Over the past few days, rumors have been circulating about a massive MySpace data breach. Initial reports suggested that 427 million usernames and passwords had been obtained by a hacker going by the name of “Peace”. The name should sound familiar. The Russian hacker is the same individual who recently listed 117 million LinkedIn login credentials for sale on an illegal darknet marketplace. The hacker was also allegedly responsible for the 65 million-record data breach at Tumblr.
360 Million Login Credentials Stolen in MySpace Data Breach
Yesterday, Time Inc., confirmed that login credentials had been listed for sale online and that a MySpace data breach had occurred, although it would appear that the stolen data was obtained some time ago. The login credentials are for the old MySpace platform and date to before June 11, 2013. While Time Inc., did not confirm exactly how many login names and passwords had been stolen, Time confirmed that the figure of 360 million that had been reported in the press in the last couple of days was probably accurate.
Usernames, passwords, email addresses, and secondary passwords are reportedly being offered for sale. Out of the 360 million logins, Leakedsourrce.com suggests that 111,341,258 of the stolen records include a username and a password, and 68,493,651 records had a secondary password compromised. Not all of those stolen records also included a primary password.

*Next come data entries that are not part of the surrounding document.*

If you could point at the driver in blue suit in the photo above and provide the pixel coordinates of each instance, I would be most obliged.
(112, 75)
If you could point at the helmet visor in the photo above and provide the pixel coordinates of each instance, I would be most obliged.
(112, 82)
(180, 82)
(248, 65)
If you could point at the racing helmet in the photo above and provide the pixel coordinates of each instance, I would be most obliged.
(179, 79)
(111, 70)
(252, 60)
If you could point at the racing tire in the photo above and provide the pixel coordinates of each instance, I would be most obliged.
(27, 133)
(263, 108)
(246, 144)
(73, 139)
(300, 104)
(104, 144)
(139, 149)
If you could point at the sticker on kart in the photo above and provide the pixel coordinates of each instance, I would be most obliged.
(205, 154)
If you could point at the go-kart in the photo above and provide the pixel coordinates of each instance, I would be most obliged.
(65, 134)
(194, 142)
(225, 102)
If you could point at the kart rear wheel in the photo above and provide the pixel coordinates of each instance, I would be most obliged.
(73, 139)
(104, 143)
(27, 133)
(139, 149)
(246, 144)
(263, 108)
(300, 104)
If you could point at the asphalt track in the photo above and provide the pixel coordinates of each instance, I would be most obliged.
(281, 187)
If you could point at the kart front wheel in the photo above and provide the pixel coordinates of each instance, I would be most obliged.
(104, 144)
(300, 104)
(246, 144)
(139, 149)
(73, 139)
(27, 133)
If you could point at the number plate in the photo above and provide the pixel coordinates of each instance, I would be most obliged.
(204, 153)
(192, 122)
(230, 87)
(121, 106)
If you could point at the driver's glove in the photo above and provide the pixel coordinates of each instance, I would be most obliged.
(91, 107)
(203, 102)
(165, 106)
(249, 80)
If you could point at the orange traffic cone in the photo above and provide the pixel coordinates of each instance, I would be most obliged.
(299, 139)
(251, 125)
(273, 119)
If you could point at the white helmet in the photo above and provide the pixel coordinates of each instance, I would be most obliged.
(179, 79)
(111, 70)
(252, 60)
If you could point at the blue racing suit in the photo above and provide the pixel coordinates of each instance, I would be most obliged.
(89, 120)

Since 2013, data security has improved considerably and many companies have enforced the use of numerals, capital letters, and symbols when creating passwords. The stolen data reportedly includes only a small percentage of accounts with a capital letter in the password. This makes the passwords much easier to crack. The algorithm used to encrypt the passwords was also weak.
The login credentials from the MySpace data breach are reportedly being offered for sale for 5 Bitcoin – approximately $2,800.

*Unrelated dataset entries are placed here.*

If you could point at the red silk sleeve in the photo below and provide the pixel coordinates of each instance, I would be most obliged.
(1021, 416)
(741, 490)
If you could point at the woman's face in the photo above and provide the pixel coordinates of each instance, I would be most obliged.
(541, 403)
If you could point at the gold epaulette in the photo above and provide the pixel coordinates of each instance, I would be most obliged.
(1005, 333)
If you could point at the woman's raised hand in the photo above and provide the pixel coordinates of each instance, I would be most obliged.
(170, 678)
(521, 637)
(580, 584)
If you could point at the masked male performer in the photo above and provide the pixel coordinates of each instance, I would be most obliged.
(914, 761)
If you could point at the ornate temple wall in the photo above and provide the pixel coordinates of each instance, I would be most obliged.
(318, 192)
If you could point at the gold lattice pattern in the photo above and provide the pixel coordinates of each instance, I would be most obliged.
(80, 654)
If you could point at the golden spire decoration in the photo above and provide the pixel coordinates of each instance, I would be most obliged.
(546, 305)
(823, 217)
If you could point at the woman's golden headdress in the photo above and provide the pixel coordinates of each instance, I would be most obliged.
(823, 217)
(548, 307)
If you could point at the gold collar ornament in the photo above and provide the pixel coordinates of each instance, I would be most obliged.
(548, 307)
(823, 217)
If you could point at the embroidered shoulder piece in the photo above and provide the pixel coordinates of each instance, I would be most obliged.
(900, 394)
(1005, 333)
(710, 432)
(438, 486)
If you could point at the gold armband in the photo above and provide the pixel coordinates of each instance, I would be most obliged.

All old users of the MySpace platform, and current users who joined the website before June 11, 2013 are potentially at risk. MySpace has responded to the breach by resetting all passwords on accounts created before June 11, 2013. When these users visit MySpace again they will be required to authenticate their account and supply a new password.
Additional security measures have been employed to identify suspicious account activity and the data theft is now being investigated. It would appear that no one at MySpace was aware that its database had been breached until the data were offered for sale just before the Memorial Day weekend.

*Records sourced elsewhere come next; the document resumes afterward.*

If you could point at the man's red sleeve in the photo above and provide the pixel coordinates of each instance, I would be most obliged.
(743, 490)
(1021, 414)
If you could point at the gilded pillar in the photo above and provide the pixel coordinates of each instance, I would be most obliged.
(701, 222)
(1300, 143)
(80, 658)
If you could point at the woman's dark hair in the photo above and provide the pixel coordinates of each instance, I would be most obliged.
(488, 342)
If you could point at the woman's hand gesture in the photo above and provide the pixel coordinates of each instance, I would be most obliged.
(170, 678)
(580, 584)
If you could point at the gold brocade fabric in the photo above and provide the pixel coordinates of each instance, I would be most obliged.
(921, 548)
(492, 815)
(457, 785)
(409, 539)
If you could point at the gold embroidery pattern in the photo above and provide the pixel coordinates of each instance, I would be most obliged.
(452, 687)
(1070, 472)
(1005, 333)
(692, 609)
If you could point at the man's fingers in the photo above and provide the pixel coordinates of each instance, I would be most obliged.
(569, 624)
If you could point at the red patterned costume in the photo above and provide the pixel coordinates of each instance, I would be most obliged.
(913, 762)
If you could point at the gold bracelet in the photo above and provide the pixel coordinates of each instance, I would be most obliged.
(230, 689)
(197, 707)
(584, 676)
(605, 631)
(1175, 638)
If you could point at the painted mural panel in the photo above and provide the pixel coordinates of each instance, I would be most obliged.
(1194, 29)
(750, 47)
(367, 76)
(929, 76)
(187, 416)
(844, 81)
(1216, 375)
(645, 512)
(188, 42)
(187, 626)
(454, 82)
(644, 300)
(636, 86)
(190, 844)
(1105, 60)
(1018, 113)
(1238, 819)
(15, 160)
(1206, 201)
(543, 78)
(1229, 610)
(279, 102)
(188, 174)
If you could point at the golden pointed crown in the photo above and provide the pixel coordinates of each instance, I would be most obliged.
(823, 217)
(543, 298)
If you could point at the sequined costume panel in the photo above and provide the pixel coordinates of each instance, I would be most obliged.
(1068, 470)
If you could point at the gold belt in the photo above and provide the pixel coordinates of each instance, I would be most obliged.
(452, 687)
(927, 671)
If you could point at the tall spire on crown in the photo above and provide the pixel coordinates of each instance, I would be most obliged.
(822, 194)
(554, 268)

MySpace Breach Shows Why It is Important Never to Reuse or Recycle Passwords
Since the data breach appears to have occurred some time ago, it is probable that many users will have changed their passwords on the site long ago, but the data could still be used to attack past and current users. All too often passwords are recycled and used for other online accounts, and many individuals use the same passwords for different platforms or rarely (or never) change them.
The MySpace data breach shows why it is important to use a different password for each online account and to regularly change passwords on all platforms. In the event of a breach of login credentials, users will only have to secure one account. If there is a possibility that only passwords are still in use on other platforms, MySpace account holders should update their passwords as soon as possible.
Hackers have access to tools that can check to see if account login and password combos have been used on other websites.